My kids recently got into perler beads and after seeing all the fun colors they came in, I knew they were just begging to be used in a craft project. I had recently made my door knobs turned wall hooks for the guest room and had hooks on the brain, so I used some fun ombre pink to orange perler beads to make a set of hooks for my daughters room.

First I chose my colors (that was a no brainer since these are the colors I have used in her room). I then used the hexagon perler plate to create a small hexagon 5 perler beads wide along the edges. I didn't want the perler bead piece to be too large that it would get the in way of the actual function of the hooks.

I created the colorful hexagons one color at a time and ironed them according to the package directions making sure not to let them melt too much, but enough that they were held together firmly.

Once I had my hexagon perler bead pieces, it was time to create the hook base. I used some pieces of craft wood blocks that I picked up at Michaels craft store, some half bolt half screw specialty pieces from Home Depot and some strong glue (I started with the E6000, but ended up using some Alene's jewelry and metal glue because the E6000 wasn't strong enough).
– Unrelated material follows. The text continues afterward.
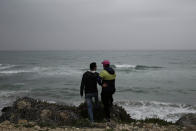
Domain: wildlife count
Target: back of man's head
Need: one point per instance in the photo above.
(93, 66)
The first step was to drill a hole in the wood blocks slightly smaller than the bolt end of the screw. I then  used my pliers to thread the bolt through the hole.

Once the wood block had the bolt end firmly in place, I used my glue to attach the perler hexagon pieces and then left them to dry.

 Once dry, I drilled small pilot holes in the wall where I wanted the hooks to be and then gently screwed them into the wall. 

Now my daughter has some fun colorful hooks to hang her jewelry, headbands, and hair elastics. This project is so simple that she was actually able to help make the perler bead pieces her self (I helped with the ironing). The fun thing is you are not limited to plain colored shapes. These hooks would be fun in any pattern your kids (or you) can think of and then just follow the directions to turn them into hooks once your beads are ironed and cooled.